Transferência de pontos
Durante a conversa com o vendedor de CNH pela internet, procuramos também por um outro serviço: a retirada dos pontos adquiridos por multas de uma CNH. “Eu trabalho com pontos também. Consigo fazer o processo, mas fica R$ 600. Esse só à vista. Preciso de RG, CPF, número de Renach e nome completo”, solicitou o vendedor, que ofereceu os dois serviços com desconto e um total de R$ 1,5 mil caso fechássemos no dia da troca de e-mails.

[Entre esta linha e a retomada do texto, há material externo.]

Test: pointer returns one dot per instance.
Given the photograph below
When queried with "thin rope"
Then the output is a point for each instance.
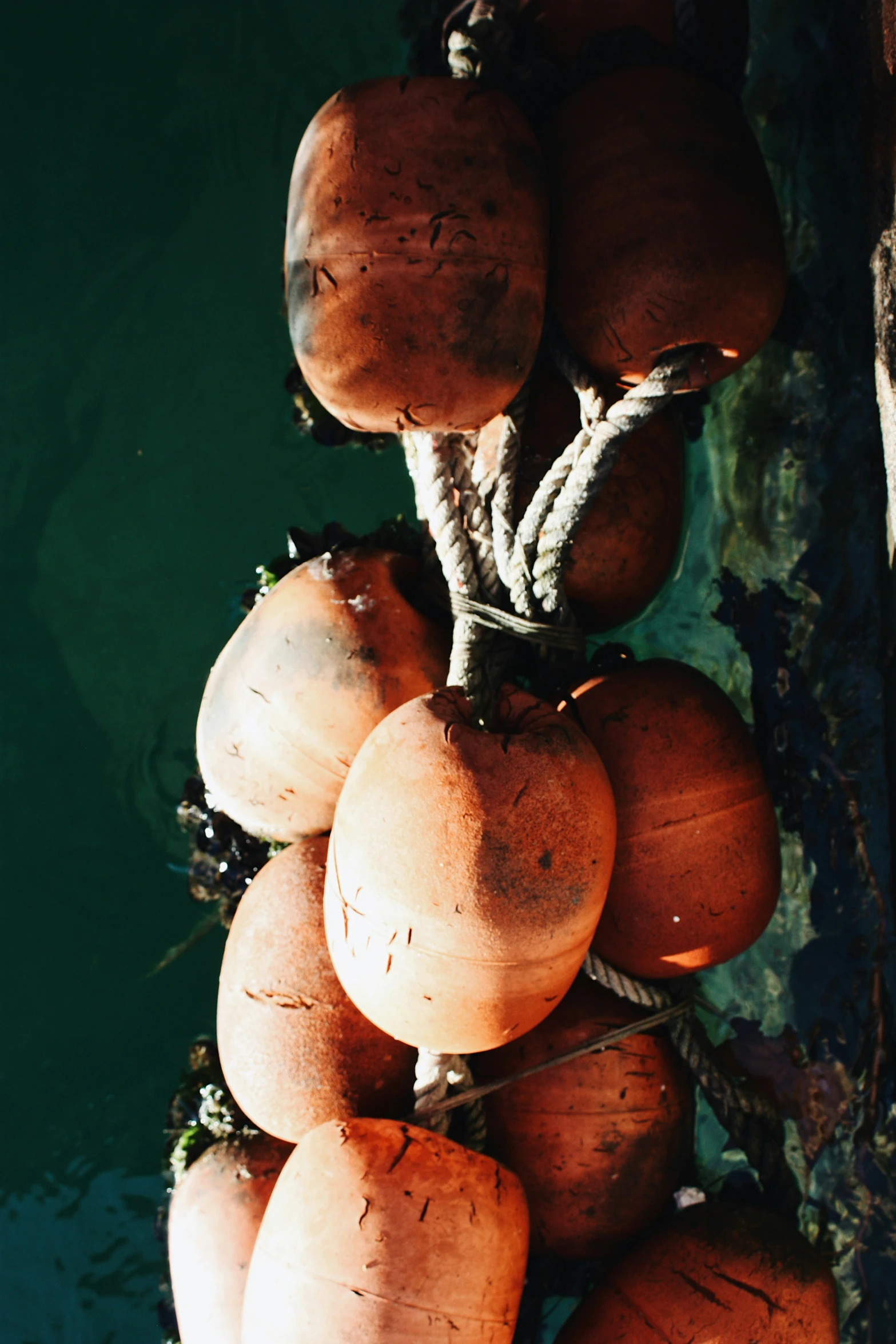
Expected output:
(437, 1074)
(535, 632)
(435, 1107)
(751, 1122)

O advogado Henrique Gomes afirmou também ser ilegal o processo, já que só é permitido transferir a multa para outra pessoa caso ela esteja dirigindo o carro na ocasião da irregularidade. “Eu não posso transferir se você não tiver dirigindo meu veículo. Isso é ilegal porque prestei informações falsas ao estado. O trâmite é legal desde que seja verdade. Há um mercado que é onde você vende a CNH para receber ponto e há também o informal de ser entre amigos, que também é ilegal. Mas quando você passa para um estranho, e vendendo, caracteriza muito mais o crime”, explicou.

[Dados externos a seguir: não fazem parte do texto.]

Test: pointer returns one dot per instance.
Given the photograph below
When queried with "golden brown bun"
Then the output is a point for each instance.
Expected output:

O advogado contou que as pessoas que cometem esse crime utilizam-se de “laranjas” para a prática. “Muita gente responde por passar pontos para laranja. Agora quem é culpado? O Estado. É obvio que quando você faz uma lei dessa, as pessoas têm que prever que vão buscar fraudar. Todo veículo tem que ser cadastrado, o proprietário e condutor, no Detran. Mas não tem outro órgão que fiscalize. O Detran é um órgão muito burocrático. E uma hora você se enche e acaba pagando R$ 1 mil para não ter dor de cabeça. A pontuação é a mesma coisa. O Detran faz da sua vida um inferno”.
Em relação à transferência de pontuação a carteiras de terceiros, o Detran-SP confirmou a irregularidade e disse fazer o possível para tirar esses sites do ar, mas lembrou que há maneiras legais de fazer o trâmite.
“É importante destacar que a legislação federal dá ao cidadão o direito de apresentar recurso contra as multas recebidas ou fazer a indicação do real condutor, quando um motorista é multado ao utilizar o carro de um terceiro. Há empresas que agem dentro da lei e cobram por intermediar, como procurador, esse serviço – que também pode ser feito gratuitamente pelo próprio cidadão ou seu procurador legal. Muitas delas, porém, utilizam de forma equivocada o mote ‘retirada de pontuação’ como uma ferramenta mercadológica. É importante deixar claro que nenhum ponto ‘some’ do prontuário do condutor. Ele é transferido para um segundo condutor que pode ser lesado em caso de irregularidades. Todo este processo fica registrado no sistema, ou seja, é possível fazer todo o tracking da operação em caso de suspeita de irregularidade”, informou o Detran-SP.